Fernando Alonso - 105 race starts for Renault

Fernando Alonso burst onto the F1 grid with Minardi in 2001, but it was driving in the yellow and blue of Renault that he became a global superstar. Between 2003 and 2006 the Spaniard won 15 races and two drivers’ crowns, so it was perhaps inevitable that he would choose to re-join the Enstone squad - and go on to notch a century of races for the team - after his first McLaren dream turned sour. His second spell with the French marque was considerably less successful than the first, but still yielded two victories.

Pierluigi Martini - 102 race starts for Minardi

Outside of a single season with Scuderia Italia in 1992, the affable Italian made all of his world championship starts for Giancarlo Minardi’s perennial underdogs. His best results came in 1991 - during his first spell with the Faenza-based squad - when he bagged a pair of fourth places in San Marino and Portugal, though he’s perhaps best remembered for planting his unheralded black and gold car on the front row at Phoenix in 1990.

Rubens Barrichello - 102 race starts for Ferrari

Barrichello started a record 322 Grands Prix in his marathon 19-season career, but though he raced for the likes of Honda, Jordan, Stewart and Williams, the popular Brazilian is best remembered for playing wingman to Michael Schumacher at Ferrari during the German’s Noughties domination. In fact only Schumacher and Felipe Massa have started more races for the Scuderia than Barrichello, a nine-time winner in red.

Nico Rosberg - 100 race starts for Mercedes

For a while it looked like Nico Rosberg might emulate father Keke and become synonymous with Williams, but after starting a century of races for Mercedes it’s rapidly becoming hard to picture the German racing for anyone other than the Silver Arrows. For the record, only Lewis Hamilton and Jenson Button have scored more points with Mercedes power than Rosberg, who joined the works squad in 2010.

And close but no cigar...

Ayrton Senna - 96 races for McLaren

The legendary Brazilian’s decision to join Williams for 1994 prevented him from racking up 100 starts for McLaren, though Senna remains arguably the most iconic driver in the Woking team’s history.

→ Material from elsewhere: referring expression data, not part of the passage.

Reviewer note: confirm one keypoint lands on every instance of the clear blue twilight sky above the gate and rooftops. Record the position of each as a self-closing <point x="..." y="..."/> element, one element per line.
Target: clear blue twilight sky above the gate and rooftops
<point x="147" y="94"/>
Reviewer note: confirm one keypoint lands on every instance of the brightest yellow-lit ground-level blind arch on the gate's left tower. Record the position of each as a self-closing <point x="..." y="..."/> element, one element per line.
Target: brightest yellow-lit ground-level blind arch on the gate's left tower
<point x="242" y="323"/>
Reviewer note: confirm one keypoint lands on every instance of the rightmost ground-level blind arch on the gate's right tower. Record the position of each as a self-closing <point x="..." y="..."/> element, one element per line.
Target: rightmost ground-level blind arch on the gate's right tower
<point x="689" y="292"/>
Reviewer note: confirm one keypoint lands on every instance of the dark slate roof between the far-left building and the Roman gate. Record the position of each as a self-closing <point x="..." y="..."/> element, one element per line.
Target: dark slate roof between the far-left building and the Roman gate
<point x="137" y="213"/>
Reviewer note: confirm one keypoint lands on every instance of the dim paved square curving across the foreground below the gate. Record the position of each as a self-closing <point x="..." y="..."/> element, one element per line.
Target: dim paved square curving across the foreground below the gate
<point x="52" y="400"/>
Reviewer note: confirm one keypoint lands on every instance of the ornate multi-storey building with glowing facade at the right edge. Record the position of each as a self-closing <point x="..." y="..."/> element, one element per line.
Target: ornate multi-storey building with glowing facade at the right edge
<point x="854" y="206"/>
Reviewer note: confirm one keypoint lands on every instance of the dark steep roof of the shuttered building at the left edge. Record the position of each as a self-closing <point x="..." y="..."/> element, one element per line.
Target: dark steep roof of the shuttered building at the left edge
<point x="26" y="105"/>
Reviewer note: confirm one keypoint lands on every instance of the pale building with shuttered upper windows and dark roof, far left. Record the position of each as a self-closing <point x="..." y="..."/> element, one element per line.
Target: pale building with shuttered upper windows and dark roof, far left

Gerhard Berger - 96 races for Ferrari

The fun-loving Austrian enjoyed two stints with Ferrari either side of a spell with McLaren, eventually accumulating a tally of 96 race starts (and five wins) for the Italian team.

Nigel Mansell - 95 races for Williams

No driver has started (or won) more races for Williams than Nigel Mansell, though the 1992 world champion didn’t quite reach a century over three separate stints with Sir Frank’s team.